SIMAP: A simplicial-map layer for neural networks
Rocio Gonzalez-Diaz, Miguel A. Gutiérrez-Naranjo, Eduardo Paluzo-Hidalgo
TL;DR
The paper tackles interpretability in deep learning by introducing the SIMAP layer, a simplicial-map layer that replaces dense final layers with a topology-guided, barycentric-coordinate approach. Unlike prior SMNNs that rely on Delaunay triangulations, SIMAP fixes a maximal simplex and uses barycentric subdivisions plus matrix-based computations to obtain coordinates, enabling scalable, transparent reasoning in $\mathbb{R}^n$. The authors derive the VC-dimension growth under subdivision $VC(\mathcal{N}^k)=((n+1)!)^k\cdot(n+1)$, describe a training procedure that updates weight matrices via gradient descent, and demonstrate the method on synthetic datasets and MNIST in conjunction with a CNN, achieving competitive accuracy.
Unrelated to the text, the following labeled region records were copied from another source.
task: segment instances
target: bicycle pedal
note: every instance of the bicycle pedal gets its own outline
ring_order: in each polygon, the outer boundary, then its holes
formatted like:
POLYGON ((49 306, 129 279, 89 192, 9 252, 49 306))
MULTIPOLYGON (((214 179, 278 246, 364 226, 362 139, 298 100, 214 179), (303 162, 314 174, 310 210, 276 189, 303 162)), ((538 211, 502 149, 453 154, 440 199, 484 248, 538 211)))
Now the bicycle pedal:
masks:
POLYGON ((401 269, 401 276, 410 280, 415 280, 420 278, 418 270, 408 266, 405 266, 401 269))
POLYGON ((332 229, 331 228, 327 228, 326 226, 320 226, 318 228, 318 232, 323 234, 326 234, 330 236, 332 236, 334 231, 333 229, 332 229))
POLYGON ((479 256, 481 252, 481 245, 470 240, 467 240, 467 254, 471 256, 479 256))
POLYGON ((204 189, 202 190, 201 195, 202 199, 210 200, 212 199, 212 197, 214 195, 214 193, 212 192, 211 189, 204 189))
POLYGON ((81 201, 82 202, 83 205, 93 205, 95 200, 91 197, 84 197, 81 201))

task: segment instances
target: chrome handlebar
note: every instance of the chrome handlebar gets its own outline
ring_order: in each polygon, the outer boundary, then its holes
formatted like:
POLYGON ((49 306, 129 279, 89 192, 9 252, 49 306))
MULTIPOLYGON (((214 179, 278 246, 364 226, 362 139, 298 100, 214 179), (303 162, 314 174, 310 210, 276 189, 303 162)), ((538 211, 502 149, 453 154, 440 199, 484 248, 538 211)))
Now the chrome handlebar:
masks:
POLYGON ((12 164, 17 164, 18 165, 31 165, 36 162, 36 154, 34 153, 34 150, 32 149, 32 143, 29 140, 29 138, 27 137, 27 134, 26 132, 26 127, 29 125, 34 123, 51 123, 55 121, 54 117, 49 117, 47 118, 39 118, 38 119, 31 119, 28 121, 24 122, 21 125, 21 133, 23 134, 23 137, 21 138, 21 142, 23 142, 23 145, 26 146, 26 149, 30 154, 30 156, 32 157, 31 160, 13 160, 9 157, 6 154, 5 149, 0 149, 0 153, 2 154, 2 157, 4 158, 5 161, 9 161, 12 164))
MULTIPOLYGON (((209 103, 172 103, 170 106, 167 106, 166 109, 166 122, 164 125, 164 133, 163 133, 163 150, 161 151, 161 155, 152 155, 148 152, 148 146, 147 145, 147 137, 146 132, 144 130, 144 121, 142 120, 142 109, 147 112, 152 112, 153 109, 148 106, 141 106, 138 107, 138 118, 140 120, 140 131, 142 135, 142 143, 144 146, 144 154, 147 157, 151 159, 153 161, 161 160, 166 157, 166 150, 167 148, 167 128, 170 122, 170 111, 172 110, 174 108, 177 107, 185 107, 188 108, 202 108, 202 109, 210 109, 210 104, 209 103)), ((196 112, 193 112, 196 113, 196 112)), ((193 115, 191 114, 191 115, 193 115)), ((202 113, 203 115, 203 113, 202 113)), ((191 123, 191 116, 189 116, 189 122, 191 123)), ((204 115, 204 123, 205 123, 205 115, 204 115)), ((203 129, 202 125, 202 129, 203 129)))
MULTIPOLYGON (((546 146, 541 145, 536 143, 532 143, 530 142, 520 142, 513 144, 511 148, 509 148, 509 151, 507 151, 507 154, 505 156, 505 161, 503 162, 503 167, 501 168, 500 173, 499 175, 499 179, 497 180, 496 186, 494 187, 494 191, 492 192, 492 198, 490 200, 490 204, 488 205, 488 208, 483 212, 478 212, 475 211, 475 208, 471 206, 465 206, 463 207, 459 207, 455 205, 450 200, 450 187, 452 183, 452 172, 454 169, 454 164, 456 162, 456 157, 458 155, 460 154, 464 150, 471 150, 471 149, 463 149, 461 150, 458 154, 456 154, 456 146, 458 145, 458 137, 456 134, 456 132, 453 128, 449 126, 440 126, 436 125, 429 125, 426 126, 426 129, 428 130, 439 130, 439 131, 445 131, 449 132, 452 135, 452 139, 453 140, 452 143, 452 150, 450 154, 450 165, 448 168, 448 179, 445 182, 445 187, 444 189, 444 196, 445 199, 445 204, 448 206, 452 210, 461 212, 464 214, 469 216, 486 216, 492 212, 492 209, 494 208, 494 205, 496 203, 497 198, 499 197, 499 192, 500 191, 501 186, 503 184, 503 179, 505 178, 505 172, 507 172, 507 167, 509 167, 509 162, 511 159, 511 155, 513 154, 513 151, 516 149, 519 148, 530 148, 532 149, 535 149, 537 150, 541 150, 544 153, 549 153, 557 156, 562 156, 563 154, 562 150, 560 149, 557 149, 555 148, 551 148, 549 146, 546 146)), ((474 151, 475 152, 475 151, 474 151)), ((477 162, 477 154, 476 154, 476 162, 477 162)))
These results suggest SIMAP can enhance explainability without sacrificing performance and can be integrated with standard deep architectures, with code available for reproduction.
Abstract
In this paper, we present SIMAP, a novel layer integrated into deep learning models, aimed at enhancing the interpretability of the output. The SIMAP layer is an enhanced version of Simplicial-Map Neural Networks (SMNNs), an explainable neural network based on support sets and simplicial maps (functions used in topology to transform shapes while preserving their structural connectivity). The novelty of the methodology proposed in this paper is two-fold: Firstly, SIMAP layers work in combination with other deep learning architectures as an interpretable layer substituting classic dense final layers. Secondly, unlike SMNNs, the support set is based on a fixed maximal simplex, the barycentric subdivision being efficiently computed with a matrix-based multiplication algorithm.